Мы выехали из-под эвкалиптов и увидели дом, выглядевший мертвым, заброшенным.
— Довольно скоро она снова начала водить, и, похоже, возвращалась на прямую узкую дорожку. У меня были огромные надежды на нее, — и тут его голос зазвучал напыщенно и зловеще: — А потом до меня дошло, что там происходит на самом деле. Понимаешь, как-то ночью я решил ее трахнуть, я подумал, может, она уже достаточно оправилась, чтобы я снова мог трахать ее, может, ее дырка снова сжалась после такого долгого безделья. Так вот, я поднялся к ней в комнату, а она сказала — нет, не хочу. Но я учуял запах вареной моркови.
— Вареной моркови? — Это уже попахивало непоследовательностью сумасшедшего.
— На ее коже. Запах вареной моркови. Понимаешь, днем она была у психиатра, и после этого душ не принимала. Она ездила к нему три раза в неделю. Неудивительно, что она начала улыбаться! Я попытался поцеловать ее в шею, но этот запах шел от всего ее тела, меня чуть не стошнило прямо там. Ненавижу запах вареной моркови.
Большой Уилли нажал кнопку дистанционного управления. Ворота, жужжа, раскрылись перед нами.
— Думаешь, у нее был роман с психиатром?
— Я не думаю, я знаю! Это было омерзительно. У нее вообще вкуса нет. Он же всего лишь жирный шестидесятилетний мешок польского говна, из этих северо-Каролинских типов, которые ходят вокруг да около, жируют за счет всех этих гребаных знаменитостей. Может, это у нее образ отца или что-нибудь в этом духе. Но я платил ему по три сотни за заход, так какого ж он совал свой бородавчатый шнобель в манду Шарлен?
Мы проехали к дому.
— В общем, все это вышло наружу.
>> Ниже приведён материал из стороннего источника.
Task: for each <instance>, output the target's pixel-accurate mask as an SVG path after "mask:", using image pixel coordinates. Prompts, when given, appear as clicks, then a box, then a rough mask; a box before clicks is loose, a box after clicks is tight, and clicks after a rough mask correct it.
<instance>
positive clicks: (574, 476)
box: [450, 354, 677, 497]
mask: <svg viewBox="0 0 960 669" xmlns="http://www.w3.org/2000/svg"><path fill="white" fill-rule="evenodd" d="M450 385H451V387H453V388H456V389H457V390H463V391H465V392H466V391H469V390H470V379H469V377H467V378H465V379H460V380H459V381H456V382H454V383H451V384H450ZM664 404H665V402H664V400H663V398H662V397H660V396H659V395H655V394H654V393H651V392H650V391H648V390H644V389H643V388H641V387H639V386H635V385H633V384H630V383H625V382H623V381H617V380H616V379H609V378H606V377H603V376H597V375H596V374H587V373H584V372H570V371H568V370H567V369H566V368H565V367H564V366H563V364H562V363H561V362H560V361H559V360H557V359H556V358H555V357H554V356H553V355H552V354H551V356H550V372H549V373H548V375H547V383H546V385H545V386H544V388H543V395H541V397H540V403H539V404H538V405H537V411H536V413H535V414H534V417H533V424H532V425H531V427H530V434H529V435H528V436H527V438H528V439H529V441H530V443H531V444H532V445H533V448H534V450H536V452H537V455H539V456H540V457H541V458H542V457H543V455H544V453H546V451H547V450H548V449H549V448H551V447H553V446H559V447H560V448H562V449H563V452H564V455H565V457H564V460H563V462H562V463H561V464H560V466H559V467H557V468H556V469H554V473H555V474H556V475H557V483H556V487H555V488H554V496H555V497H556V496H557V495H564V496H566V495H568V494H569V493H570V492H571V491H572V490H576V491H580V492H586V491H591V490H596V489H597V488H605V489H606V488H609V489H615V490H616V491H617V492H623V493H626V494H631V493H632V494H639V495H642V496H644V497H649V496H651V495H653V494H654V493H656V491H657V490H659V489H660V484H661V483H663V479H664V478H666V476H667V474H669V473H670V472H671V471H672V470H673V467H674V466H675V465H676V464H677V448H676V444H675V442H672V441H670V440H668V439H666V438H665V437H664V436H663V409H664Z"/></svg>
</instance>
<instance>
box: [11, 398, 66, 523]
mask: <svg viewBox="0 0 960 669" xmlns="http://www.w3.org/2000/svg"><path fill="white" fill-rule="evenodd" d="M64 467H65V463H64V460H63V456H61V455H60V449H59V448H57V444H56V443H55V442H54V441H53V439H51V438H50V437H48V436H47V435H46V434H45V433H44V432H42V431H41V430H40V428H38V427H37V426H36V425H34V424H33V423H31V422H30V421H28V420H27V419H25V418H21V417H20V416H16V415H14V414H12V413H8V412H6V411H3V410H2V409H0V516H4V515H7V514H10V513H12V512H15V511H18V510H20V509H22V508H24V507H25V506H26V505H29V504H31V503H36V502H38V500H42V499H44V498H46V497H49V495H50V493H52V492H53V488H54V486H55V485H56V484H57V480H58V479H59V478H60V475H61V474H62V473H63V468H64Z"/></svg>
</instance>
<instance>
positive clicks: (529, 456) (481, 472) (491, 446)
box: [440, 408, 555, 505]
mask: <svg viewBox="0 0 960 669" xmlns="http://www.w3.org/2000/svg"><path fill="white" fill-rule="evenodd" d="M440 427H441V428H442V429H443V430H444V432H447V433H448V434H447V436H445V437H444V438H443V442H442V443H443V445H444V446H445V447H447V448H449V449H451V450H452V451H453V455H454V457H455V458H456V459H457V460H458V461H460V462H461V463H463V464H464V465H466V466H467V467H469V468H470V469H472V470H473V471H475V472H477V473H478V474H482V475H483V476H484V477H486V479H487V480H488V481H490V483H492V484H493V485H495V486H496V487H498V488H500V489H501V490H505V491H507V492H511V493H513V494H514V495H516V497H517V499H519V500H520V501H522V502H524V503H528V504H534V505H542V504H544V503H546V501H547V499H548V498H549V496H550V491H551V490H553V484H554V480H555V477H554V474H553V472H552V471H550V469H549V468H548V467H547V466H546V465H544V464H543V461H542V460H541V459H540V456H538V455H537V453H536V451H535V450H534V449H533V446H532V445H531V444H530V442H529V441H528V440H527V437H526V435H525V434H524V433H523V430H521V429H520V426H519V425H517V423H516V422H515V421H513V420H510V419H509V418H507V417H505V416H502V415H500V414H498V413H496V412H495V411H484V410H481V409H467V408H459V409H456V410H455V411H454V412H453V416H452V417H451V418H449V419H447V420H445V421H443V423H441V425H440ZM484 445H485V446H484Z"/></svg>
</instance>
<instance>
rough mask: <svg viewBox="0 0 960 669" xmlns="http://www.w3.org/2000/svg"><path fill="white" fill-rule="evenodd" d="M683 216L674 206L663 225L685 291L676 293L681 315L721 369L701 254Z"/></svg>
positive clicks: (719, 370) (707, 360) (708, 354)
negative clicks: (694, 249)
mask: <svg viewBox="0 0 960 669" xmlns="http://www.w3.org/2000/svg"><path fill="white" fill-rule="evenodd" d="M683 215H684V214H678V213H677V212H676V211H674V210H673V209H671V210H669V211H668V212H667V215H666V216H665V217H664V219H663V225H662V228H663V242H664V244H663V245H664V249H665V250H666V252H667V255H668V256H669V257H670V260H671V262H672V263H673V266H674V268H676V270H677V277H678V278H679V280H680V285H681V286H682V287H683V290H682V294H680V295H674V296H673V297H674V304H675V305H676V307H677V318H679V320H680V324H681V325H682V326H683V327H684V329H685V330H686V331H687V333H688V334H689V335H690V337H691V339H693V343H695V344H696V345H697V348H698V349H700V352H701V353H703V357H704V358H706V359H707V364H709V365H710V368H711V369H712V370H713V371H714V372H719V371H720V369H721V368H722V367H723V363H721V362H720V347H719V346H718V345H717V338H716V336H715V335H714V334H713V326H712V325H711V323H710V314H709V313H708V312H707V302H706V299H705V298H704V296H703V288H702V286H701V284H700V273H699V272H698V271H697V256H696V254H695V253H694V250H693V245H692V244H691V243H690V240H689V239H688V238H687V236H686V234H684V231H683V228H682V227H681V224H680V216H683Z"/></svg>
С ней я еще не говорил, нужны доказательства, — он мрачно улыбнулся. — Зато этот польский подонок… с ним я разобрался.
Это, видимо, была шутка, этакая депрессия в духе Ричарда Конте.[207]
— Разобрался? Что ты имеешь в виду?
Машина остановилась. Большой Уилли вылез и открыл дверь Деннису. Тот явно не собирался отвечать мне. Вместо этого он положил руку мне на колено и наклонился поближе, чтобы поделиться чем-то личным перед тем, как мы выйдем из машины.